Service Fee P 870,000
Interest Income 60,000
Gains 20,000
Salaries Expense 300,000
Rent Expense 30,000
Utilities Expense 20,000
Supplies Expense 10,000
Depreciation Expense 40,000
Taxes and Licenses 70,000
Transportation Expense 5,000
Interest Expense 2,000
Miscellaneous Expense 1,000
Losses 15,000
What are the different methods of
presenting expenses in the statement of
comprehensive income?
• Expenses may be presented in the statement of comprehensive
income using either of the following methods:
• Nature of Expense method
• Function of Expense method (Cost of Sales method)
How are expenses presented using the
Nature of Expense method?
• Under this method, expenses are presented according to their
nature and are not reallocated among their functions within the
entity.
• A statement of comprehensive income that shows expenses by their
nature is referred to as prepared using a single-step approach.
How are expenses presented using the
Function of Expense method?
• Under this method, expenses are classified and presented according
to their function as part of cost of sales or, for example, the costs of
distribution or administrative activities.
• A statement of comprehensive income that shows expenses by their
function is referred to as prepared using a multi-step approach.
What are the major categories of expenses
under the function of expense method?
• The following are the major categories of expenses under the function of
expense method:
• Cost of Sales (Cost of Goods Sold)
• Distribution Costs (Selling Expenses)
• Administrative Expense (General and administrative expenses)
• Finance Cost (Interest expenses)
• Income Tax Expenses
What are Distribution Costs/Selling Expenses?
• Distribution Costs are costs attributable to selling activities.
• Examples:
• Freight-out
• Sales commission
• Advertising Expenses
• Salaries of sales personnel
• Depreciation on delivery equipment
• Rent pertaining to space occupied by sales department
What are Administrative Expenses?
• “Administrative expenses” is a residual category of expenses, meaning, an
expense that does not qualify under the other categories is included in
this category.
• Examples:
• Insurance Expense
• Taxes and licenses
• Salaries of non-sales personnel
• Depreciation of assets not used by the sales department
• Rent pertaining to office space
Find the total amount of distribution costs
and administrative expenses:
Cost of goods sold P 250,000
Insurance Expense 120,000
Advertising Expense 18,000
Freight-out 36,000
Loss on sale of equipment 4,000
Rent Expense (one-half pertains sales department) 120,000
Salaries Expense (1/4 pertains to non-sales personnel) 200,000
Sales commission expense 20,000
Interest Expense 1,000
Bad debt expense 6,000
The trial balance of ABC Co. on December 31, 2018 shows the following information:
Debit Credit
Sales P 900,000
Interest Income 60,000
Gains 20,000
Inventory, beg.
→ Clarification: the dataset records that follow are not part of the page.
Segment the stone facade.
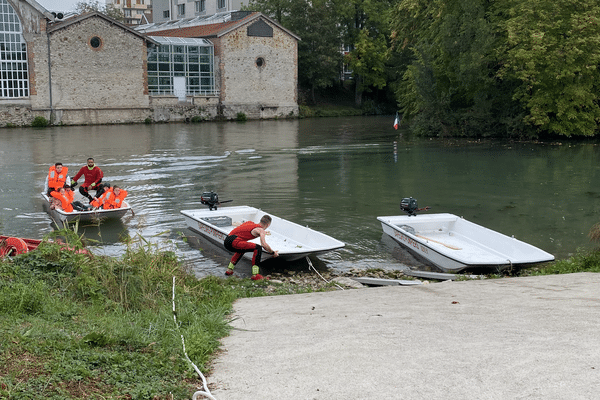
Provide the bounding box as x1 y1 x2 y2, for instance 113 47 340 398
213 18 298 119
140 12 299 119
0 0 298 127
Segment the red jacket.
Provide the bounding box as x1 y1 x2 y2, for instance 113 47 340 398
229 221 262 240
73 165 104 189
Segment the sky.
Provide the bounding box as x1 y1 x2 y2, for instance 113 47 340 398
36 0 80 11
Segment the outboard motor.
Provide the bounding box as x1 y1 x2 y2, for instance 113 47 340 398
400 197 429 217
200 192 233 211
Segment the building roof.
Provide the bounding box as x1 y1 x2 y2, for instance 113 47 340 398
46 11 160 45
21 0 55 20
149 36 214 47
135 11 300 40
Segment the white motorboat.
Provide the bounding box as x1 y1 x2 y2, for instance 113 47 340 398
181 195 345 261
377 203 554 272
42 192 131 224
P50,000
Purchases 200,000
Freight-In 10,000
Purchase Returns 5,000
Purchase Discounts 7,000
Freight out 25,000
Sales Commission 30,000
Advertising Expense 15,000
Salaries Expense 300,000
Rent Expense 30,000
Debit Credit
Depreciation Expense 40,000
Utilities Expense 20,000
Supplies Expense 10,000
Transportation and travel Expense 5,000
Insurance Expense 12,000
Taxes and Licenses 70,000
Interest Expense 2,000
Miscellaneous Expense 1,000
Loss on the sale of equipment 15,000
Additional information:
a. Ending Inventory is 80,000.
b. One-half of the salaries, rent, and depreciation expenses pertain to the sales
department. The sales department does not share in the other expense.